The economy is "turning a corner", Chancellor George Osborne is expected to say later today.
The BBC reports Osborne will make a speech in London stating there are "tentative signs of a balanced, broad based and sustainable recovery". He is, however, expected to stress that it is still in the early stages and "plenty of risks" remain.
The report said the Chancellor will say that recent months had "decisively ended" questions about his economic policy.
Revised gross domestic product figures showed the UK economy grew by 0.7% in the second quarter, with predictions it could reach 1% for the third quarter.
And last week the OECD economic agency sharply increased its growth forecast for the UK economy this year to 1.5% from an earlier estimate of 0.8%.
Osborne (pictured) is expected to say: "The economic collapse was even worse than we thought. Repairing it will take even longer than we hoped. But we held our nerve when many told us to abandon our plan. And as a result, thanks to the efforts and sacrifices of the British people, Britain is turning a corner.
"Of course, many risks remain. These are still the early stages of recovery. But we mustn't go back to square one. We mustn't lose what the British people have achieved.
"This is a hard, difficult road we have been following. But it is the only way to deliver a sustained, lasting improvement in the living standards of the British people."
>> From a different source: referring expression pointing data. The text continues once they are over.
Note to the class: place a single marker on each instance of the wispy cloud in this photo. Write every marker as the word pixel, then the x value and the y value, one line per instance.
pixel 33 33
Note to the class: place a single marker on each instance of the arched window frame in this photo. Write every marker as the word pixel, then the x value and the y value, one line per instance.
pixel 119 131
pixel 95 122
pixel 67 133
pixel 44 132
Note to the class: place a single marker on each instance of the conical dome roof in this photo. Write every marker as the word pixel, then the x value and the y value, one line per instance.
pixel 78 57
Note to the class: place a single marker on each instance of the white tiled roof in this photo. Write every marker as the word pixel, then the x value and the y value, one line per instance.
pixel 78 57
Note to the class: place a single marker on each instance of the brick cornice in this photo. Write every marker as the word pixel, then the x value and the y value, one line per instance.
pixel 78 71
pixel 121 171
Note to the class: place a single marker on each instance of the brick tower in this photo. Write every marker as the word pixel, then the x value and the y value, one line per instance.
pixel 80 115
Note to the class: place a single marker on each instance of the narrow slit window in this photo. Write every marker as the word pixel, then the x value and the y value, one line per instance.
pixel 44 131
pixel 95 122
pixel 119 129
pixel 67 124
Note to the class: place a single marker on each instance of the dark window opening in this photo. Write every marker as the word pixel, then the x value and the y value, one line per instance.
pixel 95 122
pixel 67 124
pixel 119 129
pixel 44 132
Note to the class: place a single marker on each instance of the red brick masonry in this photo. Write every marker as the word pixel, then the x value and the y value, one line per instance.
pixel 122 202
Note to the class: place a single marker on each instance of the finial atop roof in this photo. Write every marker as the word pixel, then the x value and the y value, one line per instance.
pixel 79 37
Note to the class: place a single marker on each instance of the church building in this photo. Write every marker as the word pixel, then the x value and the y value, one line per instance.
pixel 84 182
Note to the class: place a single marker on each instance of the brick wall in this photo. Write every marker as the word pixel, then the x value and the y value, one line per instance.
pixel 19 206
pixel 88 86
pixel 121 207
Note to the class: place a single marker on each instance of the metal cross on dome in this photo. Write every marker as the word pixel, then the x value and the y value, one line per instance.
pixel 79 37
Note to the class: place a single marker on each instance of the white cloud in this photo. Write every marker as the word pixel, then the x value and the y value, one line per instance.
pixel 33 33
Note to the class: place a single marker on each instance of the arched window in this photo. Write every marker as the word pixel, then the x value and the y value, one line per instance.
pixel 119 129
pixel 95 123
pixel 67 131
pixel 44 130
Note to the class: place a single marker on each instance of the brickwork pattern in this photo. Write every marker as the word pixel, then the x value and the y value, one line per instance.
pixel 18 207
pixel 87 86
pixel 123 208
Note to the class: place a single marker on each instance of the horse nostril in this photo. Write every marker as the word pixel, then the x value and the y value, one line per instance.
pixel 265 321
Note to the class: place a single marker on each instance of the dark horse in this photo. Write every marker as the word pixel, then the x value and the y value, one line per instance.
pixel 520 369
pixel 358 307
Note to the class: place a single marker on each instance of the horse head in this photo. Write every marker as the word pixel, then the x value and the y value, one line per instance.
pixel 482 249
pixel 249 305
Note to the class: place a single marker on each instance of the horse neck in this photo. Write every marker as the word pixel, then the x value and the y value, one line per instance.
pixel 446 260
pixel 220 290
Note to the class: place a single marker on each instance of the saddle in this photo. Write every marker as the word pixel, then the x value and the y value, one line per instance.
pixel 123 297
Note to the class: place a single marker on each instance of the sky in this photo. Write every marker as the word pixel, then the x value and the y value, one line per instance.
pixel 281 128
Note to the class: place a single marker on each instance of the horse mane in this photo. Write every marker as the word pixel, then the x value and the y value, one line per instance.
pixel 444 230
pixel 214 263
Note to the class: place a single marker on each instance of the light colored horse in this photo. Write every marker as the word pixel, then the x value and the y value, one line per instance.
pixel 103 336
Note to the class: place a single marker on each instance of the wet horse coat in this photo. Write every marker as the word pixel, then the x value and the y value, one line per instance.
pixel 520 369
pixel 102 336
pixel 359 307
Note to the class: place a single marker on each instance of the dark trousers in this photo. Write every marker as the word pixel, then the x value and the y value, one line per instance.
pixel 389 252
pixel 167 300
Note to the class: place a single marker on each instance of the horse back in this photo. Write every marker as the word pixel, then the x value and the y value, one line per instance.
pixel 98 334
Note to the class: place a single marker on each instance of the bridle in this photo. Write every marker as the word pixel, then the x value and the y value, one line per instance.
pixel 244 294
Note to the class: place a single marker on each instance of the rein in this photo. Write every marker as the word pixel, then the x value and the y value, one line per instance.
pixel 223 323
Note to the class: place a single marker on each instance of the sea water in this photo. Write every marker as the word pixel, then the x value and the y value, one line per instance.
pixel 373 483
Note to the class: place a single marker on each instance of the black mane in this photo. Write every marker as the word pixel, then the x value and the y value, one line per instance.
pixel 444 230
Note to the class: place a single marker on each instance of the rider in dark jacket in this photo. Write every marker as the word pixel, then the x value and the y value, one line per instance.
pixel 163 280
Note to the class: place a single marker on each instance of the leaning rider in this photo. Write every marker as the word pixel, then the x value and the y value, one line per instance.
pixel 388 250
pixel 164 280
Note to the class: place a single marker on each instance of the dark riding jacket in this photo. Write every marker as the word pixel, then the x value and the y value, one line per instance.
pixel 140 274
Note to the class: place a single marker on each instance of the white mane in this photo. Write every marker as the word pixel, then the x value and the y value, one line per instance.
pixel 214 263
Labour dismissed the comments, saying Osborne was "trying to rewrite history".
"Three wasted years of flatlining under George Osborne have left ordinary families worse off and caused long-term damage to our economy," shadow Treasury minister Chris Leslie said.
"This desperate attempt to rewrite history will not wash when on every test he set himself, this chancellor's plan A has badly failed - on living standards, growth and the deficit."